- Native to: Mexico
- Region: Guerrero
- Native speakers: 46,000 (2011)
- Language family: Oto-Manguean AmuzgoanGuerrero Amuzgo; ;

Language codes
- ISO 639-3: amu
- Glottolog: guer1243
- ELP: Guerrero Amuzgo

= Guerrero Amuzgo language =

Amuzgo language of Mexico

The Guerrero Amuzgo language is an Amuzgo language spoken in southwest Guerrero state in Mexico.

==Statistics and history==
There are 23,000 speakers, 10,000 that are monolingual. It is also known as Nomndaa or Ñomndaa. It belongs to the Oto-Manguean language family and the Amuzgoan subfamily. The use of the language is widespread and it is learned as a second language by Spanish and Nahuatl speakers living with the Guerrero speakers.

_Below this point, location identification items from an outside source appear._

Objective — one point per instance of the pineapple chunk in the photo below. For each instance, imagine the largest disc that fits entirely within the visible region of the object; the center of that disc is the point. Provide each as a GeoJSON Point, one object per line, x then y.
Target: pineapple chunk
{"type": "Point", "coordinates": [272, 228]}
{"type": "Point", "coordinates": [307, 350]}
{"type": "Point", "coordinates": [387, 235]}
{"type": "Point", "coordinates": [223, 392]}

There is a positive cultural affinity toward the tongue and it is used in business, religion, and taught bilingually with Spanish until 6th grade. 10% of adults and 15% of children are literate in Amuzgo Guerrero. There are media such as videos, a dictionary and radio broadcasts in the language that propagate its use.

== Phonology ==

=== Vowels ===

Oral/Nasal vowels
|  | Front |  | Central |  | Back |  |
| oral | nasal | oral | nasal | oral | nasal |
| Close | i | ĩ |  |  | u | ũ |
| Close-mid | e | ẽ |  |  | o | õ |
| Open-mid | æ | æ̃ |  |  | ɔ | ɔ̃ |
| Open | a | ã |  |  |

Laryngealized vowels
|  | Front |  | Central |  | Back |  |
| oral | nasal | oral | nasal | oral | nasal |
| Close | ḭ | ḭ̃ |  |  | ṵ | ṵ̃ |
| Close-mid | ḛ | ḛ̃ |  |  | o̰ | õ̰ |
| Open-mid | æ̰ | æ̰̃ |  |  | ɔ̰ | ɔ̰̃ |
| Open | a̰ | ã̰ |  |  |

- Sounds /æ, æ̃, æ̰, æ̰̃/ can also fluctuate to more mid sounds [ɛ, ɛ̃, ɛ̰, ɛ̰̃].

=== Consonants ===

|  |  | Labial | Alveolar | Post- alveolar | Velar |  | Glottal |
| central | labial |
| Nasal |  | m | n | ɲ |  |  |  |
| Plosive | voiceless | (p) | t | tʲ | k kʲ | kʷ | ʔ |
| prenasal | (ᵐb) | ⁿd | ⁿdʲ | ᵑɡ | ᵑɡʷ |  |
| Affricate |  |  | ts | tʃ |  |  |  |
| Fricative |  | β | s | ʃ |  |  | h |
| Lateral |  |  | l |  |  |  |  |
| Rhotic | tap |  | ɾ |  |  |  |  |
| trill |  | (r) |  |  |  |  |
| Approximant |  | w |  | j |  |  |  |

Sounds [p, ᵐb, r] only appear in a few words.